Australia may have been spared their Ashes torment at the hands of Chris Tremlett if only Shane Warne had avoided telling him a few home truths, the giant paceman has revealed.
The 6ft 7in fast bowler was a revelation in Australia where, after missing the first two Tests, he took five for 87 in Perth and then four for 26 in Melbourne before featuring in the climatic Sydney Test where England clinched a 3-1 Ashes series triumph.
Even more impressive than his raw figures, was the way in which Tremlett maintained an accurate line with sharp bounce -- qualities also evident when he took four for 40 as England shot out Sri Lanka for just 82 in an innings and 14-run first Test win in Cardiff on Monday.
Tremlett, whose physique would do justice to an international rugby union lock forward, has arrived at Lord's, where the second Test of a three-match series against Sri Lanka starts on Friday.
He is a key man in England's attack, especially given injured Ashes spearhead James Anderson has been ruled out.

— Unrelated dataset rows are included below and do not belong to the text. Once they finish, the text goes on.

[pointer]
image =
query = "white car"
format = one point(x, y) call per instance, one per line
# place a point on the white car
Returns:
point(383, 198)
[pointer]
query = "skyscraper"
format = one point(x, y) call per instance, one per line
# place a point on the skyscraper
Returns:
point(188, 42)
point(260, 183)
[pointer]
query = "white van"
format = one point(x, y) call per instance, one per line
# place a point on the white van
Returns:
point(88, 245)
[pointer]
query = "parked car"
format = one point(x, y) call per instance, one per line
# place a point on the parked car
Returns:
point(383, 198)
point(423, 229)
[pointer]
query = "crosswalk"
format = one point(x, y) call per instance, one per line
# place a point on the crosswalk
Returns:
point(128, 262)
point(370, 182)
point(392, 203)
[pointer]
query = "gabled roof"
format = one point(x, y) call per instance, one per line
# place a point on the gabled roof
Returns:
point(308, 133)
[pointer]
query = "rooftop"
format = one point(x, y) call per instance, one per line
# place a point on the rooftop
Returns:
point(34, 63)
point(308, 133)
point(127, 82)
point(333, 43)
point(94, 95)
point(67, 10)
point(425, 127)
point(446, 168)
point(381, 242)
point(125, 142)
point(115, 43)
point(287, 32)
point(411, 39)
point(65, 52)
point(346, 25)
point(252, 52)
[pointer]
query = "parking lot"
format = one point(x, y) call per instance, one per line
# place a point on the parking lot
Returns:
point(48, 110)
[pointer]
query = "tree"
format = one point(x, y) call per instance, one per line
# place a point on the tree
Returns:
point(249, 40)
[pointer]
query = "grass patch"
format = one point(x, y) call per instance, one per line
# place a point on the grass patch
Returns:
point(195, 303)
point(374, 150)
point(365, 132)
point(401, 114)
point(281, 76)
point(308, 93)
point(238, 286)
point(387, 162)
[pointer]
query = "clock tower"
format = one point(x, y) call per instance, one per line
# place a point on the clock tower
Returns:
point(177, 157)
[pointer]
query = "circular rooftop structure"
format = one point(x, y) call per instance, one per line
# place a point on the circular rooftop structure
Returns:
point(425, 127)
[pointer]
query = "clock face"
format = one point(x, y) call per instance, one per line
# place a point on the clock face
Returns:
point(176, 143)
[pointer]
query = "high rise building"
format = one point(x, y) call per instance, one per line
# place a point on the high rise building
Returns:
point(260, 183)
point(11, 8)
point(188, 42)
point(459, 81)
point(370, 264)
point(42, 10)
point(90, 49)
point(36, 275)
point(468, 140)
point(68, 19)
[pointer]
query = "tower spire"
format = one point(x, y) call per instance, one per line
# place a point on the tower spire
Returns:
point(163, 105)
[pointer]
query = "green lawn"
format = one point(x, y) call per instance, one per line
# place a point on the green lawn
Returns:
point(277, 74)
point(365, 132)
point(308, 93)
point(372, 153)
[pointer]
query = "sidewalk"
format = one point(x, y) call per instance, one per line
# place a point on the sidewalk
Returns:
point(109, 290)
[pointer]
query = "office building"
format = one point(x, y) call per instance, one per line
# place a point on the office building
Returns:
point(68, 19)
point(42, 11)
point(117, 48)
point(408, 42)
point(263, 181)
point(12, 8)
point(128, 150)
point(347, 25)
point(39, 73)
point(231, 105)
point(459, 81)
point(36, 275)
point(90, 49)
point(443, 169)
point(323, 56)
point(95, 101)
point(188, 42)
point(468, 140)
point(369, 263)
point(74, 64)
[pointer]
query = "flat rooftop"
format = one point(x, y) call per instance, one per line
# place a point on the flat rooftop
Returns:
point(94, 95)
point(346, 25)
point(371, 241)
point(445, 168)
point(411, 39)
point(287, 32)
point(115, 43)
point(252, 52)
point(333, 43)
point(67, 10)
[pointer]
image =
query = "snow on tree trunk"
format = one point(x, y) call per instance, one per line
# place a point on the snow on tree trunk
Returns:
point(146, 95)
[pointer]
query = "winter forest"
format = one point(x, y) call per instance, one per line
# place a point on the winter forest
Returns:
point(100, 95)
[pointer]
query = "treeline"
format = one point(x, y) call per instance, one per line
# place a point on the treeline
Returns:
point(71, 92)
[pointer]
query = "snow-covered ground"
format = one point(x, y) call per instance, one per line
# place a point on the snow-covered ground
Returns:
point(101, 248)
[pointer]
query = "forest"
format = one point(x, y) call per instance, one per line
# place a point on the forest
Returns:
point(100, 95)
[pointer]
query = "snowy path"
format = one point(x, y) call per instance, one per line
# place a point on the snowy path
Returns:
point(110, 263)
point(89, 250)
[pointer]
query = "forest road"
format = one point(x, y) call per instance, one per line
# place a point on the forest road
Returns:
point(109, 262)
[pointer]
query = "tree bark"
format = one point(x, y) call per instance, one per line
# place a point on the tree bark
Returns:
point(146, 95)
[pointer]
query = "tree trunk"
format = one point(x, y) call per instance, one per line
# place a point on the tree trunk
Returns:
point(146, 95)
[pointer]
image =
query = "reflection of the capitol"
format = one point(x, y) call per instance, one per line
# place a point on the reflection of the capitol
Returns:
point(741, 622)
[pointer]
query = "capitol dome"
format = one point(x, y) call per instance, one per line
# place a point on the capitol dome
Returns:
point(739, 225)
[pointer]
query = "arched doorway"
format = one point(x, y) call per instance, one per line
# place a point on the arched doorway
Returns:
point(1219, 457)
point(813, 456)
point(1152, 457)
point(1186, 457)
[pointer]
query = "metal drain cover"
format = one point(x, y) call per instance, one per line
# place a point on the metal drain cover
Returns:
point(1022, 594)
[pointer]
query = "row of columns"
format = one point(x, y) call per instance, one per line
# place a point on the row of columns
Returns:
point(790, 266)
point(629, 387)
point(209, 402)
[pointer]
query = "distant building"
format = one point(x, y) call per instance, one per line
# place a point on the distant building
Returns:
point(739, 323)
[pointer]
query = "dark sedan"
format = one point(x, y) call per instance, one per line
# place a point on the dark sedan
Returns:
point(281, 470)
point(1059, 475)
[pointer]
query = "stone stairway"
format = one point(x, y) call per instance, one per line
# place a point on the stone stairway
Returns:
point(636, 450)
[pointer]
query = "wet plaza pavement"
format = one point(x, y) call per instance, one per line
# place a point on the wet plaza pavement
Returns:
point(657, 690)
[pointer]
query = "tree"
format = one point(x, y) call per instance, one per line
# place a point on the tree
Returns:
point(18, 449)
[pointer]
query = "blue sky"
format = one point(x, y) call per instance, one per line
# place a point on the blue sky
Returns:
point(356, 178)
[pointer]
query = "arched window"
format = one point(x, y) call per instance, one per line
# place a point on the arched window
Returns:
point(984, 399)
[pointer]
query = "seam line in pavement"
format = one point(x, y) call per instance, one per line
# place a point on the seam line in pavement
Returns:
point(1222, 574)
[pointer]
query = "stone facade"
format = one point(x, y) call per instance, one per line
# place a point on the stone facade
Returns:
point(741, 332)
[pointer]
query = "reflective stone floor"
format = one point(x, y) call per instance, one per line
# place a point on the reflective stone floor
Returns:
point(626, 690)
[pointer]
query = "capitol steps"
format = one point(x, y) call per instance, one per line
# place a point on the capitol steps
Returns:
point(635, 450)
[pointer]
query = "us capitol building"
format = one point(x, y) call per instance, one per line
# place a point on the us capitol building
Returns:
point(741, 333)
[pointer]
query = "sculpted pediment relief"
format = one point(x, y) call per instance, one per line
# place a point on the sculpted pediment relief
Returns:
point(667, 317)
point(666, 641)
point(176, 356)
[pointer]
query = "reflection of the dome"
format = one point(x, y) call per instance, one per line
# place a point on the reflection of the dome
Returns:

Yet only a couple of seasons ago conventional wisdom had it that Tremlett was too nice a guy to be a fast bowler
Tremlett began his career at Hampshire where his father, Tim, had been a reliable medium-pace bowler before overseeing his son's promising career as the county's cricket director.
But the arrival of Australia leg-spin great Warne as Hampshire captain led to Tremlett being told to shape up, although it still took a move to London-based Surrey for the now 29-year-old paceman to book his Ashes spot, having made his Test debut when still with his native county four years ago.
"I guess I've always been a believer in letting the ball do the talking," Tremlett told reporters at Lord's on Wednesday.
"I perhaps held back a bit at Hampshire. I did try to be aggressive but I guess it was forced a bit, to be honest. I tried to be someone I wasn't...it was difficult to be nasty."
Warne was left frustrated, not so much by a lack of 'verbals', but by the undeniably talented Tremlett's inability to always impose himself on opponents.
"I won't disagree with Warney," Tremlett said. "I was a bit timid at times - but the older I've got, with more confidence and age, being more aggressive comes more naturally to me.
"I don't think about it too much - it just happens."
If England recall Steven Finn, almost as tall as Tremlett himself, and, as seems likely retain Stuart Broad, well over 6ft himself, it will give the hosts one of the tallest of any all-time fast bowling trios.
Sri Lanka looked decidedly uncomfortable against the rising delivery on the final day in Cardiff -- something not lost on Tremlett.
"The short ball is a great weapon - and playing against this team, they are not used to it at times.
"It could be a plan we'll go with, but we'll assess that on the day. It's something to think of."
Whatever the plan, a newly self-confident Tremlett is ready for the task.
"The England management know what they're going to get - whereas maybe a couple of years ago, when I was bit more inconsistent, they didn't know which Chris Tremlett was going to turn up on the day."